A: Use the formula $A \oplus B = (A \cdot \overline{B}) + (\overline{A} \cdot B)$. You need two AND gates, two NOT gates, and one OR gate. Alternatively, you can use NAND gates only.
Q: What is the output of $X \oplus X$?
A: Zero. Since both inputs are the same (both 0 or both 1), the XOR rule says output is 0. This property makes XOR useful for clearing registers: $X \oplus X = 0$.
Conclusion: XOR is a fundamental logic operation with a simple yet powerful definition: true only when an odd number of inputs are true.
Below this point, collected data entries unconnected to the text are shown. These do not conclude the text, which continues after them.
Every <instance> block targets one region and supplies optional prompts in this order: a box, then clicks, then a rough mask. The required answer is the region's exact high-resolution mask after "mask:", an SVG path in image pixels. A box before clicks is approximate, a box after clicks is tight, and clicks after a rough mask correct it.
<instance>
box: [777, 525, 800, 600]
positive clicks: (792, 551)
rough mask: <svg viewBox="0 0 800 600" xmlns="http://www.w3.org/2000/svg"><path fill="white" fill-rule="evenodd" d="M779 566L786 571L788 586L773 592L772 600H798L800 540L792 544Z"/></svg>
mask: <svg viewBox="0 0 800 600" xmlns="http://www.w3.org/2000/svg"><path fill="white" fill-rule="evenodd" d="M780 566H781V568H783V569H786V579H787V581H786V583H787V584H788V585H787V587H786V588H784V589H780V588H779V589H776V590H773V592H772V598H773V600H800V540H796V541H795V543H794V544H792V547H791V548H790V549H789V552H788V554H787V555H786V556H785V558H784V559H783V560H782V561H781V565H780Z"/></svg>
From detecting differences in bits to building adders and checking data integrity, XOR appears everywhere in digital systems. Understanding it is a stepping stone to mastering binary arithmetic, cryptography, and error detection. Remember, for two inputs it is the “difference” function, and for multiple inputs it is the “odd parity” function.

Footnote

[1] XOR: Exclusive OR. A logical operation that outputs true only when the inputs are different (for two inputs) or when an odd number of inputs are true (for any number).
[2] Boolean algebra: A branch of algebra dealing with true/false values and logical operations (AND, OR, NOT).
[3] Parity: A technique that counts the number of 1-bits in a binary sequence. Even parity means the total number of 1s is even; odd parity means it is odd.
[4] Half adder: A digital circuit that adds two bits, producing a sum (XOR) and a carry (AND).